Great Goddesses by Nikita Gill
When you dip your toes into the lives of various characters embellished in the Great Goddesses it teaches you a thing or two of the prominence of malevolence and the sparseness of righteousness. For someone who has grown up reading Aunt Charlotte’s Stories of Greek History and Hèlène Adeline Guerber’s Story of the Greeks and Homer’s The Iliad; I’ve unexceptionally familiarized myself with The Grecian Legends and Lore. And yet, with the Great Goddesses I had the pleasure of becoming a voyeur.

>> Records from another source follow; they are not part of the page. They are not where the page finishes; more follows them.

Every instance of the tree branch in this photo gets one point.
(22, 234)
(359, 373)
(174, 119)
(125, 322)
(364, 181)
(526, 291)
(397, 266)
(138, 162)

Unbeknownst to me, it appealed to a dormant yet inherent sense of hope; beyond the phantasmic transitions of ephemerality.
I drank everything The Great Goddesses had to offer me- satiation being the eventual turn out of the whole process. Presumptuous I know, but trust the extravagantly yet effortlessly and effervescently depicted poetic verses of this 248 paged wonder and I think you’ll get the idea.
Each of these pages documents the glossy, erratic, and fervently disassociated lives of the fabled and celebrated power wringers and the underdogs alike of the Olden Greek Ages. The perpetually speculated and preponderantly approbated heroes with their bloodlust and hedonism and debauchery didn’t faze me. But what did, were the allegories of the lesser-known luminaries; Gaia for her warmth, Rhea for her ferocity, Hera for her resilience, Metis’ rationale, Athena’s erudition, Aphrodite’s compassion, Artemis’ dynamism, Amphitrite’s political savvy, Hestia’s benignity, Persephone for her dauntless unapologetic ventures, Helen wasn’t just known for her lascivious transgressions but for her mighty sovereignty and my personal favorites Megara and Medusa; for being casualties of unjustifiable sacrilege and yet exhibiting ardor and vigor.
The Great Goddesses may be a product of opulent phantasm but the divinity that lies within is a beautifully crafted paradox.